Charles Daudelin (Granby 1er octobre 1920 – Kirkland 2 avril 2001) est un sculpteur, un peintre et un dessinateur québécois.
Il s'affirma comme pionnier dans l’intégration de l’art à l'espace public. Il créa plusieurs œuvres publiques ainsi que les trophées des galas québécois Les Masques et la Soirée des Jutra. Il s’est adonné aussi à la confection de marionnettes avec son épouse, Louise Daudelin.

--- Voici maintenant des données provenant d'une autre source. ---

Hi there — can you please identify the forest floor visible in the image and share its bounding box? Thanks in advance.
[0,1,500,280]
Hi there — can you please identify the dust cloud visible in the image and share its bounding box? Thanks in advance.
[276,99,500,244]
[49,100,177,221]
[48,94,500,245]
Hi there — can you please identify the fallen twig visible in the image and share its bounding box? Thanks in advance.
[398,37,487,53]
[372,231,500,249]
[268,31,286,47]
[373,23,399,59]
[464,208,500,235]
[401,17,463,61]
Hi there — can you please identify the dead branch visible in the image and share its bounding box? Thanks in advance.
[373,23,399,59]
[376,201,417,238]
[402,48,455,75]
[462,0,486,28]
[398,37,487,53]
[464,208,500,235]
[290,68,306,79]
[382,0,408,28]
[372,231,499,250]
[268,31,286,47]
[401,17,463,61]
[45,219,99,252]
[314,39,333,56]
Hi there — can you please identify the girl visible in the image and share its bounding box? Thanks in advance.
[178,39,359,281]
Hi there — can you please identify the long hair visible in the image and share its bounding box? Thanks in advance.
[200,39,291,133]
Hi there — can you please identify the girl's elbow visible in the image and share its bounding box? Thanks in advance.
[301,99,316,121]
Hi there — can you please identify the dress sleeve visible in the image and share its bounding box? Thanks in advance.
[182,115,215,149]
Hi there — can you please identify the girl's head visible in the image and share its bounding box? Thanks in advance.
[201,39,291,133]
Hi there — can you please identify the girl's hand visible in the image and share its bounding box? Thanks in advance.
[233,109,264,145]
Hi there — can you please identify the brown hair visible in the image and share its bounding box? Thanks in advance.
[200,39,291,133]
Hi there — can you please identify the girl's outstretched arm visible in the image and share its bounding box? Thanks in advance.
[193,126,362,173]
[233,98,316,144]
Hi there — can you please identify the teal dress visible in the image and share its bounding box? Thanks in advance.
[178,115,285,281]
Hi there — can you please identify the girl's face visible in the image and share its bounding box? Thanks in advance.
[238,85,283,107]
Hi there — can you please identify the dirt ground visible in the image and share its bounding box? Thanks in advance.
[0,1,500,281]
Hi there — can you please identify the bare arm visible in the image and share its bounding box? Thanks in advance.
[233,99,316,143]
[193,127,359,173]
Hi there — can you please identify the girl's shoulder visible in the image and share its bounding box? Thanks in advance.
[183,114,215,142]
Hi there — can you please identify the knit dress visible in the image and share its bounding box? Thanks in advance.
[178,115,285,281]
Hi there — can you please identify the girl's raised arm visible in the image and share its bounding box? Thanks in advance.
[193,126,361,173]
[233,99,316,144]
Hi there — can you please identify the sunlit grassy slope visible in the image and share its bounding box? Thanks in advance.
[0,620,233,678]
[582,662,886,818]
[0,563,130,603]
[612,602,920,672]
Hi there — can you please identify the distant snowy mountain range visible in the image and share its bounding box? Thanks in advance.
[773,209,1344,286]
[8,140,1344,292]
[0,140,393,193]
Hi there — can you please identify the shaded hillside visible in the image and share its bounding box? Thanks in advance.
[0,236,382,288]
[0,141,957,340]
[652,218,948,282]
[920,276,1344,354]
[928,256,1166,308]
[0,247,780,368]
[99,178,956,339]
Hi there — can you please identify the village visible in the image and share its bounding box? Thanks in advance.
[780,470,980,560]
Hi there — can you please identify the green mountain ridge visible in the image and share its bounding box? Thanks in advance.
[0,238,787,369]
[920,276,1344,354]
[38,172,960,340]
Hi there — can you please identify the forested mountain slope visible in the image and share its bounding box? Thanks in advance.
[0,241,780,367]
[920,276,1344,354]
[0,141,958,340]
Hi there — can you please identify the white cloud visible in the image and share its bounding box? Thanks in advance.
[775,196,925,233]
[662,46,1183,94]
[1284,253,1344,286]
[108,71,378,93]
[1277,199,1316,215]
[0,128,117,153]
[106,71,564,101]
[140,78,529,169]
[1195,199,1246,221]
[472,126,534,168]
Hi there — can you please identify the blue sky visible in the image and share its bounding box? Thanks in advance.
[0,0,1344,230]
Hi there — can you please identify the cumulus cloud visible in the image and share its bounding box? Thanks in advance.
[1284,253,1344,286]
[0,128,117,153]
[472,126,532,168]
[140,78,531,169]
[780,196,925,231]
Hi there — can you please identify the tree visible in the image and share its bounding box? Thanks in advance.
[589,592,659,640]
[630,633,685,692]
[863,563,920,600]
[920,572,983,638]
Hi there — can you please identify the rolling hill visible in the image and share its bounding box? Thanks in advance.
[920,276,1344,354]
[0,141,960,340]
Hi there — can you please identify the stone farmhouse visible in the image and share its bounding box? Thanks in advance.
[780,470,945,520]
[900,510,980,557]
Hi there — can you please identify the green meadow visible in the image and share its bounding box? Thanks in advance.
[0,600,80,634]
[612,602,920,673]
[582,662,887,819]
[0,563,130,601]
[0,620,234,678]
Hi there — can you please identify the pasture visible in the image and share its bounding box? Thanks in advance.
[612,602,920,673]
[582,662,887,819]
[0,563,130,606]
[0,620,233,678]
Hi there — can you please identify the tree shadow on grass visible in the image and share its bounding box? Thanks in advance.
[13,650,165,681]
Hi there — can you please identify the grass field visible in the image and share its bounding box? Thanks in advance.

Daudelin suivit des cours de dessin à Granby, puis déménagea en 1939 à Montréal où il travailla pour l'orfèvre Gilles Beaugrand, un ami d'enfance de Paul-Émile Borduas. Alors qu'il travaillait toujours pour Beaugrand, il s'inscrivit aux cours du soir à l'École du meuble où il eut Elzéar Soucy et Paul-Émile Borduas comme professeurs. Il s'inscrivit en 1941 aux cours réguliers de l'École du meuble, qu'il suivit pendant deux ans.
En mai 1943, il prit part, lui et 22 autres artistes de moins de trente ans dont plusieurs élèves de Borduas à l'École du meuble, à l'exposition des Sagittaires à la Dominion Gallery, organisée par Maurice Gagnon, critique d'art, bibliothécaire et professeur à l'École du meuble, et qui constituerait un jalon dans l'histoire du mouvement automatiste. Daudelin y exposa plusieurs œuvres, dont des sculptures. En septembre 1943 à Granby eut lieu la première exposition solo de Daudelin, également organisée par Maurice Gagnon.
C'est en 1946 qu'il épousa Louise Daudelin, avant de partir en France, avec une bourse française du ministère des Affaires étrangères. Durant les années suivantes, il pratiqua son art, participa à plusieurs expositions.
En 1999, un film sera consacré à son travail, soit Charles Daudelin : des mains et des mots.
Tout au long de sa prolifique carrière, il continuera à créer dessins, sculptures et autres œuvres. Il s'éteindra à Kirkland le 2 avril 2001. Ses funérailles se tiendront quelques jours plus tard au sein de la chapelle de la Basilique Notre-Dame, à Montréal (la Chapelle Sacré-Cœur). C'était le lieu tout choisi, puisque Daudelin y avait créé le retable, présent devant l'autel de la chapelle.
1966-1975 : Jointures en aluminium à la station Mont-Royal 1966 et des grandes grilles sculpturales à la station Langelier 1975 dans le métro de Montréal
1976-1984 : Œuvres au square Viger à Montréal : Agora 1976 et Mastodo 1984
1980-1982 Retable de la chapelle Sacré-Cœur de la basilique Notre-Dame de Montréal
1984 Embâcle, une sculpture-fontaine sur la Place du Québec à Paris
1990 Cailloudo, une sculpture-fontaine à la Bibliothèque du Vieux-Saint-Laurent à Montréal
1997 : 1 + 1 = 1, sculpture à l'angle de la Promenade des Premiers-Ministres et de la rue de La Chevrotière à Québec.
1999 : Éclatement II, sculpture-fontaine en face de la Gare du Palais à Québec
1999 : Cinétique boréale, une sculpture installée dans le parc Stewart (Centre culturel Stewart Hall) à Pointe-Claire, sur l'île de Montréal.
Le Passage du 2 avril, veut rappeler la date de sa mort. Elle est installée devant l'ancien hôtel de ville de Kirkland. Elle fut vendue à la ville plusieurs années avant la mort de l'artiste, mais ne fut installée qu'après le décès de son créateur et devait initialement s'appeler uniquement "Le Passage".
Cependant, sa dernière œuvre inaugurée, c'est « Phare » sur les bords du lac Boivin à Granby, soit le 31 octobre 2010. L'artiste avait conçu cette sculpture spécialement pour être installée dans sa ville natale (cf. La Voix de l'Est et la plaque apposée devant la sculpture, au parc Daniel Johnson, à Granby). L'oeuvre a longtemps été installée sur le terrain des Daudelin, à Kirkland.
Daudelin a aussi créé plusieurs œuvres à caractère religieux, dont l'aménagement complet de la chapelle de la résidence Notre-Dame–de-la-Providence à Montréal.